As a fourth year medical student I did my “sub-internship” in oncology. I hoped that this rotation would help me choose what specialty to pursue: internal medicine or psychiatry.
One of “my” patients was a woman with breast cancer that had spread to her liver and lungs. Fluffy brown hair fell to her shoulders. Wrinkles surrounded her puffy eyes that held jade green irises. Though she was in pain, she was patient and kind.
On the evening of her second day in the hospital, I came to her room and asked if there was anything else we could help with that day. Her pale, thin lips stretched into a sad smile.
“No, thank you,” she answered. “Have a good night.”
“I’ll see you tomorrow,” I said.
She was sleeping when I saw her the next morning, though awoke without a startle when I said her name. She kept her eyes closed as I placed the cool, metal diaphragm of the stethoscope on her chest and back. She murmured her thanks before I left her room.
As the attending oncologist, resident, intern, nurse, fellow medical student, and I approached her room later for formal rounds, she called to us.
“I can’t see!” she gasped. “I can’t see!”
We surrounded her bed and the attending began to ask her questions. He waved fingers in front of her face. He directed the beam from his penlight into her eyes.
“I can’t see! No, I can’t see!”
“But you could see yesterday, right?” he asked. She turned her head as if she was looking around at us, but her gaze was over our heads.
“Yes… but I can’t see now. Does this mean that I will never see my husband and daughters again? Is this permanent?”
I tried not to cry. The other medical student and the intern also looked away, their eyes welling with tears.
We learned later that the cancer had metastasized to her occipital lobe, the part of the brain that controls vision. Though her eyes were in good working order, the part of her brain that interpreted the electrochemical signals from her optic nerves was not. The cancer had stolen her sight.
You learn a lot of things in medical school: anatomy, physiology, pharmacology, and other concrete facts about human function. You also learn about human relations, communicating with people with different agendas, the system of health care, and other topics that fall under the “informal curriculum“.
You also learn how tenuous life is. You see women give birth to dead babies. You see children succumbing to cancer. Healthy adults get hit by stray bullets and drunk drivers. Heart attacks and strokes steal time and life away without making a sound.
You begin to recognize the blessings that you previously overlooked: I can eat all the cookies I want and I don’t have to take insulin. I don’t need a walker to get around. My fingertips and toes can feel the soft fur of a cat, the hot water coming out of the shower, and the zing of static electricity. I can breathe without difficulty and without having to lug an oxygen tank around. My arms and legs move when I want them to. My balance is intact.

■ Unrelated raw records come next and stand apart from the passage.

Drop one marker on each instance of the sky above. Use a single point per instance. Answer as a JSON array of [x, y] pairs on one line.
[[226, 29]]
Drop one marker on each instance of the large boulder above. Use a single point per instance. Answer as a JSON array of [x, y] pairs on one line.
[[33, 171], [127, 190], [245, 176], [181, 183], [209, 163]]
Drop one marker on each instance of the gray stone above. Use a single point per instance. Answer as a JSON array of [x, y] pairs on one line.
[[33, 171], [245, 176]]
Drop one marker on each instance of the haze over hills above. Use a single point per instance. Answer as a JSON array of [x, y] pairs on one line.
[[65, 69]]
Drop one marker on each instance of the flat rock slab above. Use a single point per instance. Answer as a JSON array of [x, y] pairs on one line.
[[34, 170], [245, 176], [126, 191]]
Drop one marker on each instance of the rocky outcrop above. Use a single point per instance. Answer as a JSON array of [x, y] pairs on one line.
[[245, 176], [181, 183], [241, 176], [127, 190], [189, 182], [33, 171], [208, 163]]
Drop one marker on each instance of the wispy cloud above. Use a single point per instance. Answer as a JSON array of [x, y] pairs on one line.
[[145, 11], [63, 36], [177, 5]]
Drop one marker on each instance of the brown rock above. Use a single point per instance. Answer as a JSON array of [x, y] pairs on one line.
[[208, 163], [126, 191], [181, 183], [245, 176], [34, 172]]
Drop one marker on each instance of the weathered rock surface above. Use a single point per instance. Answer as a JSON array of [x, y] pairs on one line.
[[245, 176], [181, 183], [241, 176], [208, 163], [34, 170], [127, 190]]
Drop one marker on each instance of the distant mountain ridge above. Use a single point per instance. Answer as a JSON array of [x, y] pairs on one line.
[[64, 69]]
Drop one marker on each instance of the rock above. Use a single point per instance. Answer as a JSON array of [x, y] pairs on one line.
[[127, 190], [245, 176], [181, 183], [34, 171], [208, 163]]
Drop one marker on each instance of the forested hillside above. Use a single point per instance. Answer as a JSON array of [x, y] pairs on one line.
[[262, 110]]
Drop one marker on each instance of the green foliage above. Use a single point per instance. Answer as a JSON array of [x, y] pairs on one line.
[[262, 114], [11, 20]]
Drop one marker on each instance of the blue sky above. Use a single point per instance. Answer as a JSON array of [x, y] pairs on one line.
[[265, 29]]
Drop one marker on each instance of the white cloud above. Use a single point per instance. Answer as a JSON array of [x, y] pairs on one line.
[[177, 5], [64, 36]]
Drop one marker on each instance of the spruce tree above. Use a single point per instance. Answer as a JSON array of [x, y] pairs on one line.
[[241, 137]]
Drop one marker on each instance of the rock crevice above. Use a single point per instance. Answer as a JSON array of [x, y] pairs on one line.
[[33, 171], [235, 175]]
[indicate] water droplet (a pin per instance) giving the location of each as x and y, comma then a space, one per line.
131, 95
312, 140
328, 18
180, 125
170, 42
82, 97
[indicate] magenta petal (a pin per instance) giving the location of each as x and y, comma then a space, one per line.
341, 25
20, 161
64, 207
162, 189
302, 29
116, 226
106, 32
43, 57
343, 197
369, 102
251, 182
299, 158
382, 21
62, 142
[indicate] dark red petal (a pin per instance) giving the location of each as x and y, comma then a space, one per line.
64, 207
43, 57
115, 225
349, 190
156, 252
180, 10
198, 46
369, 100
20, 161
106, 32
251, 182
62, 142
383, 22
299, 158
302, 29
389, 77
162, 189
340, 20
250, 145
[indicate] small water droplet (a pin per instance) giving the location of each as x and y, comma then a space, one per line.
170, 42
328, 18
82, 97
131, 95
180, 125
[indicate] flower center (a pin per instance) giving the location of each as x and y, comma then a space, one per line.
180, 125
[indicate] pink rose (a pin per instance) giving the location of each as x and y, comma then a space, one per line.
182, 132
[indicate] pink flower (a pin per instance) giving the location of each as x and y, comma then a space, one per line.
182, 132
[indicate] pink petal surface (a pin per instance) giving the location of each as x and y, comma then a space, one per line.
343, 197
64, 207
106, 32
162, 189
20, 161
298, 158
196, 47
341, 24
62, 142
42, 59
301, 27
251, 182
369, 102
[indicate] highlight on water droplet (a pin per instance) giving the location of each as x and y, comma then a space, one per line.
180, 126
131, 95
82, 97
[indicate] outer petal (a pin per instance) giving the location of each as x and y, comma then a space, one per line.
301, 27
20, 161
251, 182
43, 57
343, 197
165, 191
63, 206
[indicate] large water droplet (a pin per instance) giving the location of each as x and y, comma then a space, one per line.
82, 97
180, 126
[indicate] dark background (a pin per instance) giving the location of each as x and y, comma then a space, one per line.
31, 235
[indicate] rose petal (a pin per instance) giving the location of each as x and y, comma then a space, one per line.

You also realize, with some dread, that all of that can change in an instant. So you better enjoy the blessings while you got ‘em.
My mother was sent to the hospital with urgency the day I returned to California to visit my parents. She was subsequently diagnosed with metastatic lung cancer.
I am grateful that I could advocate for my mother while she was in the hospital. I am also thankful that I could translate what was happening—not just from English to Chinese, but also from medical jargon to plain English—to my parents.
I was struck by the degree of confusion and uncertainty throughout her hospitalization. Things that I knew as a physician were not at all obvious to my parents. Things that I knew as a concerned family member were not at all obvious to the physicians.
I was and remain humbled.
As a consequence of this, upcoming posts will focus on how health care in hospitals work, what hospitals can do differently to help patients understand what is happening, and things that both medical staff and patients can do to make the hospital experience better for everyone.